Topic Last Modified: 2007-01-24
The Simple Mail Transfer Protocol (SMTP) virtual server has at least one domain: the default local domain. You can add more domains and configure them to be local or remote. You can delete any domain except the default domain.
A local domain is a Domain Name System (DNS) domain that is serviced by the local SMTP server. Any message that has a local domain name that arrives at an SMTP server must be delivered locally to a Drop directory or returned to the sender with a non-delivery report (NDR). Local domains are also known as service domains or supported domains. E-mail addresses that have local domain names are frequently known as local addresses.

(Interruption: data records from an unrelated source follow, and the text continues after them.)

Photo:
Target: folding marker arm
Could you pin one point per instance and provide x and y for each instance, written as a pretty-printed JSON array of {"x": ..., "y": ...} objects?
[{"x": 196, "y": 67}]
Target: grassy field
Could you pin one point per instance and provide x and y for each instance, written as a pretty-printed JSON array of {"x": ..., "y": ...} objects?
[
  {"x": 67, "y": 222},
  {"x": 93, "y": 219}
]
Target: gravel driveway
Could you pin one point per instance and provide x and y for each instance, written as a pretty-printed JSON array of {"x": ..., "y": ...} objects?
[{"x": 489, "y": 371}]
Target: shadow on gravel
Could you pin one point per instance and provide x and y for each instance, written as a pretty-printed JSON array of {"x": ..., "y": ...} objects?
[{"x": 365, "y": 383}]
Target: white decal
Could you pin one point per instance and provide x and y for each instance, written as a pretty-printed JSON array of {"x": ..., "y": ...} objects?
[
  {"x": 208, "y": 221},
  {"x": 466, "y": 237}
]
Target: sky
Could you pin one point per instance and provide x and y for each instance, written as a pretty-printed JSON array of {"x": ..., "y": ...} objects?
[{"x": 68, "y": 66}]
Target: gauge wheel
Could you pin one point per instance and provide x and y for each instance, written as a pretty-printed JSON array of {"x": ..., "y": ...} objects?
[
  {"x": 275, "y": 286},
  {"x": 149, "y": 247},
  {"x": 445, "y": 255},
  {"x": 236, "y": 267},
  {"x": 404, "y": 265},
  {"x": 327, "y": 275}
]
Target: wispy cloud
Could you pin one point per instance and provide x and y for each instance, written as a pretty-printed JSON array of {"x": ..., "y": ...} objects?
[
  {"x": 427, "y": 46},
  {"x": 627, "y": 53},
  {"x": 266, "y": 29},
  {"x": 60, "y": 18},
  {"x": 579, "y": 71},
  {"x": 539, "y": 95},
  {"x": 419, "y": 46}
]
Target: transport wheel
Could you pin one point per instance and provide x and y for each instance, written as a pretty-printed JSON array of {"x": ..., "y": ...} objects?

If the domain is local, you can designate it as default or alias. There is one default domain. It is used to stamp message headers that do not have a domain specification. An alias domain is an alias of the default domain. If you add a domain and assign it as the new default, the previous default changes to an alias domain.

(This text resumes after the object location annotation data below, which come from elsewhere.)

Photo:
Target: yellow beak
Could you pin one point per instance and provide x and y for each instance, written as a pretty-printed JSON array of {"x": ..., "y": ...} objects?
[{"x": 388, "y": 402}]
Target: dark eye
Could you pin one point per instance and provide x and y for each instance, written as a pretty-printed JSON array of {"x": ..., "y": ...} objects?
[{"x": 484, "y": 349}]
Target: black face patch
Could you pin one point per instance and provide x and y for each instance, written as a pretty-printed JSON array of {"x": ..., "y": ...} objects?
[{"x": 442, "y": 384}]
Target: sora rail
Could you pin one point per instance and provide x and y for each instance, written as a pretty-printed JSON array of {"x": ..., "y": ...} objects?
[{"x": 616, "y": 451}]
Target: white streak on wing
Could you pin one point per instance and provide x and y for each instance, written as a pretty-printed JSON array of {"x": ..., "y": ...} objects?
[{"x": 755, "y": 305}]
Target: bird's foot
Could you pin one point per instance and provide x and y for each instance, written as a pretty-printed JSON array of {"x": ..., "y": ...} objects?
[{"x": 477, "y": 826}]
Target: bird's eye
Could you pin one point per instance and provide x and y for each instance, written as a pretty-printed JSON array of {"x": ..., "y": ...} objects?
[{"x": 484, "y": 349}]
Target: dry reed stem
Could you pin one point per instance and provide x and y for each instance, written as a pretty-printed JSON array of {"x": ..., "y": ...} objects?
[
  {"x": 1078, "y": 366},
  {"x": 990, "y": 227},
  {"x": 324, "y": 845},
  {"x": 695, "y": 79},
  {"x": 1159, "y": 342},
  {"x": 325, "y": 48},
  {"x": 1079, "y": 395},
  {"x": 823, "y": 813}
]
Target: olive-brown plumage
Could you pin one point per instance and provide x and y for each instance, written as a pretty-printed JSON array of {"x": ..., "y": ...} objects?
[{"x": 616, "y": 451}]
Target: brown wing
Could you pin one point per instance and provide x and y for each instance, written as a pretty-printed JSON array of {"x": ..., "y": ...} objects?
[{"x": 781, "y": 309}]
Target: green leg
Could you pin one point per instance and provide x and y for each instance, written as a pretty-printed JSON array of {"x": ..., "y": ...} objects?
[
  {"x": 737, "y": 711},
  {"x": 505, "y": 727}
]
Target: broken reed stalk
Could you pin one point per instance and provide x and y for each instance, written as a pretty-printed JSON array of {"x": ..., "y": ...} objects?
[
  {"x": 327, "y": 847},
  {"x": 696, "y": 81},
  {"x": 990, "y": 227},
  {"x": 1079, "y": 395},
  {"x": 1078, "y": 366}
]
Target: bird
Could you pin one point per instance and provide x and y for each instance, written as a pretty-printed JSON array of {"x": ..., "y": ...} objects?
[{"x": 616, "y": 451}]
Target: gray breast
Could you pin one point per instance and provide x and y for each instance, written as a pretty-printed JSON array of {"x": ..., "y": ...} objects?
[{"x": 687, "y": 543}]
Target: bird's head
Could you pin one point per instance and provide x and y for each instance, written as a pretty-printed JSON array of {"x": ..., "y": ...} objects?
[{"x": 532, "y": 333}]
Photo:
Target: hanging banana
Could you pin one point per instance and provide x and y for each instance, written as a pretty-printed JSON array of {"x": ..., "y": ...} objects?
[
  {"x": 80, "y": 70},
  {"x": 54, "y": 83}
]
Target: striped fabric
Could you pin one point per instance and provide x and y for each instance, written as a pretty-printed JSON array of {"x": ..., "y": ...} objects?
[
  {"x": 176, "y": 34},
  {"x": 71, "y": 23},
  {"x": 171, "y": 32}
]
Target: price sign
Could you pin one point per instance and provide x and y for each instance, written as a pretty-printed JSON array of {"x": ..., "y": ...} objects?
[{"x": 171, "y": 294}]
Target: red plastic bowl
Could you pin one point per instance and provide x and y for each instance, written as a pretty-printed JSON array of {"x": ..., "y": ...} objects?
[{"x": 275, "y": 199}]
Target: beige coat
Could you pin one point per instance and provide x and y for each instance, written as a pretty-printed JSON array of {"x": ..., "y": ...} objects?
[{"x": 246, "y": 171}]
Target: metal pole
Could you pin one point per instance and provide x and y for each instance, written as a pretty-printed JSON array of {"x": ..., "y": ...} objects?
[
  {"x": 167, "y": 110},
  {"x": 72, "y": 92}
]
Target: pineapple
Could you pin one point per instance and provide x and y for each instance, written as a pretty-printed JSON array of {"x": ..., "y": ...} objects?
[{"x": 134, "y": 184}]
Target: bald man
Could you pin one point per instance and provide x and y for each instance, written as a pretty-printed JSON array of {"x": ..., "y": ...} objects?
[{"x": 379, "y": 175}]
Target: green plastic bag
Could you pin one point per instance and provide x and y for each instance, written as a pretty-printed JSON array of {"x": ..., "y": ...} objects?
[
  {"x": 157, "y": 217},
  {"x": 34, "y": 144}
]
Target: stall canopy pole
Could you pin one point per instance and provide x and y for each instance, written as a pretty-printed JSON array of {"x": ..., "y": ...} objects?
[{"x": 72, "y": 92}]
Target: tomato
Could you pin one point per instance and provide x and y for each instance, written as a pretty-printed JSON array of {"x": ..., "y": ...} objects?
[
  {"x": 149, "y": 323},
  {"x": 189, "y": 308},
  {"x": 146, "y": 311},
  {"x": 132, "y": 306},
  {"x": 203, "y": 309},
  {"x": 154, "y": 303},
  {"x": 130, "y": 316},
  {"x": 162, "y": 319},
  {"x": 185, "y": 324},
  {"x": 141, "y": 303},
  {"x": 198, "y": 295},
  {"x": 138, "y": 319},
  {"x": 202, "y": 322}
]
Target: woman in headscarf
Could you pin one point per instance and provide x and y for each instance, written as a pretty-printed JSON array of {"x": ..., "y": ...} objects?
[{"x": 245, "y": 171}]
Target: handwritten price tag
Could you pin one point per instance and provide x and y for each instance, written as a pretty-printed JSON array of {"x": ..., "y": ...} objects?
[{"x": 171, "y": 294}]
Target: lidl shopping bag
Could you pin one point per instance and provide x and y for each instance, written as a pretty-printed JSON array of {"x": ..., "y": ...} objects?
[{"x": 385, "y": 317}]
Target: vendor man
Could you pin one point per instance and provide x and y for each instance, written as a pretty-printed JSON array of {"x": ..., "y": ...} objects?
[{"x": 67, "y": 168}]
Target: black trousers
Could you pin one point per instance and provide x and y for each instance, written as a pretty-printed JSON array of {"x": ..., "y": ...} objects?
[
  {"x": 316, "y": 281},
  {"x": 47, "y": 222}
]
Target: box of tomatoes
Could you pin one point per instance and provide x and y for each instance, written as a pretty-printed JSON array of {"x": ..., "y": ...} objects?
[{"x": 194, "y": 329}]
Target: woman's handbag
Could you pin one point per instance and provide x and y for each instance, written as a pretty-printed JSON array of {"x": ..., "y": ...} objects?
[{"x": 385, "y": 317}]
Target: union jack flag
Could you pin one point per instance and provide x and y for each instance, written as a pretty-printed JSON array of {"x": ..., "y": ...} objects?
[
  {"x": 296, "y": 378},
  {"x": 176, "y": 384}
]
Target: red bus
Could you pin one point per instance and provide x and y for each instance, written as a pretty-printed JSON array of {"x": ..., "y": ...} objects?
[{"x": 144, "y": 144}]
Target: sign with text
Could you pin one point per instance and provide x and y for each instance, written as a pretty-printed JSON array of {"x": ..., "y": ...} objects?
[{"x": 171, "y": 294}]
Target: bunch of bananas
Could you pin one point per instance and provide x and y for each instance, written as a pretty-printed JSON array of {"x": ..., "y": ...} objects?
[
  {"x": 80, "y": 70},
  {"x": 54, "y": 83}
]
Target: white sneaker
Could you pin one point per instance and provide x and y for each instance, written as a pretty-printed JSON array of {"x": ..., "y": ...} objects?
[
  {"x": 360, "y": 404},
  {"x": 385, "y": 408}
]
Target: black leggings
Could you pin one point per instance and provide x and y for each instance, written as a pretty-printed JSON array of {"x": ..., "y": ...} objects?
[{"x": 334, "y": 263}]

Domains that are not local are known as remote or nonlocal domains, and e-mail addresses that have remote domain names are known as nonlocal addresses. SMTP Server looks up remote domains in DNS.

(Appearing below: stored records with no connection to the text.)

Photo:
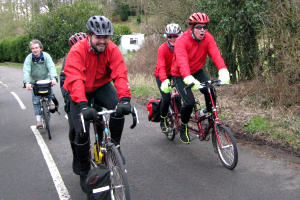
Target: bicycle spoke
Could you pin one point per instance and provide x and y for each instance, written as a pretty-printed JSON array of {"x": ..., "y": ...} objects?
[{"x": 226, "y": 147}]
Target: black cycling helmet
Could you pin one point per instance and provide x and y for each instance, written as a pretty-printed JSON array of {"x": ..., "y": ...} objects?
[{"x": 99, "y": 25}]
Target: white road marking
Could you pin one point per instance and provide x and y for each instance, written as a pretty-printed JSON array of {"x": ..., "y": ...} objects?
[
  {"x": 23, "y": 107},
  {"x": 58, "y": 181},
  {"x": 5, "y": 85}
]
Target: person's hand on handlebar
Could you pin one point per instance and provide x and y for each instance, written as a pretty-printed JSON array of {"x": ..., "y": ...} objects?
[
  {"x": 190, "y": 79},
  {"x": 224, "y": 76},
  {"x": 54, "y": 82},
  {"x": 124, "y": 106},
  {"x": 165, "y": 86},
  {"x": 28, "y": 86},
  {"x": 87, "y": 112}
]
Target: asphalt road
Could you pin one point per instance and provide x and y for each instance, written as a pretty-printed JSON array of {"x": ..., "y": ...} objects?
[{"x": 33, "y": 167}]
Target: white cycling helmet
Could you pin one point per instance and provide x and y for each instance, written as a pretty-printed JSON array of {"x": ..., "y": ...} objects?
[{"x": 173, "y": 29}]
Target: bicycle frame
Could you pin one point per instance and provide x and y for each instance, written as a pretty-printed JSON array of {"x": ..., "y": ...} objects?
[
  {"x": 197, "y": 120},
  {"x": 200, "y": 125}
]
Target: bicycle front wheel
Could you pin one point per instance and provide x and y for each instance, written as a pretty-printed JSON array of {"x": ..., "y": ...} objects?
[
  {"x": 119, "y": 182},
  {"x": 225, "y": 145},
  {"x": 46, "y": 118}
]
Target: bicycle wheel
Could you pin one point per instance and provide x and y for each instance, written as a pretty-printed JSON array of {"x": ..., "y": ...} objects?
[
  {"x": 119, "y": 182},
  {"x": 171, "y": 121},
  {"x": 225, "y": 145},
  {"x": 46, "y": 118}
]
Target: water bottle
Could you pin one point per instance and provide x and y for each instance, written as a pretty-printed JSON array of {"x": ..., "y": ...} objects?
[
  {"x": 201, "y": 112},
  {"x": 98, "y": 158}
]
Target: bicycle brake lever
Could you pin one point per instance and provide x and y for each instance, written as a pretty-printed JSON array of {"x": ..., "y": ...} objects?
[
  {"x": 134, "y": 118},
  {"x": 82, "y": 122},
  {"x": 188, "y": 86}
]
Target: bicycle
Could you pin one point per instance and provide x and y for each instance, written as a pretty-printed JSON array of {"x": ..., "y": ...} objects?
[
  {"x": 106, "y": 152},
  {"x": 42, "y": 88},
  {"x": 201, "y": 124}
]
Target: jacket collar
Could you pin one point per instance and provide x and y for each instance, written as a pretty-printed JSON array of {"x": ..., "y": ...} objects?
[
  {"x": 38, "y": 59},
  {"x": 170, "y": 46}
]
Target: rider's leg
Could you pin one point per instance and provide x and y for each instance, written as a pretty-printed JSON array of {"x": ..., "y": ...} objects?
[
  {"x": 186, "y": 109},
  {"x": 202, "y": 77},
  {"x": 50, "y": 101},
  {"x": 164, "y": 107},
  {"x": 81, "y": 144},
  {"x": 37, "y": 110}
]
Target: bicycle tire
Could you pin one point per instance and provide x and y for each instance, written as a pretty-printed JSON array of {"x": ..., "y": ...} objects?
[
  {"x": 119, "y": 181},
  {"x": 227, "y": 152},
  {"x": 46, "y": 118},
  {"x": 171, "y": 121}
]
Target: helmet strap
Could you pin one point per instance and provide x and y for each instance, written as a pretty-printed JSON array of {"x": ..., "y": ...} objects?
[{"x": 170, "y": 46}]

If you want to set unique delivery requirements for a specific remote domain, you can add a remote domain and configure it accordingly. For example, you can add a remote domain and require that the SMTP service always uses Transport Layer Security (TLS) encryption in sessions with that domain. Or, you can change the routing so that messages sent to one remote domain are routed to another remote domain. Use the Domain Properties dialog box to configure domains.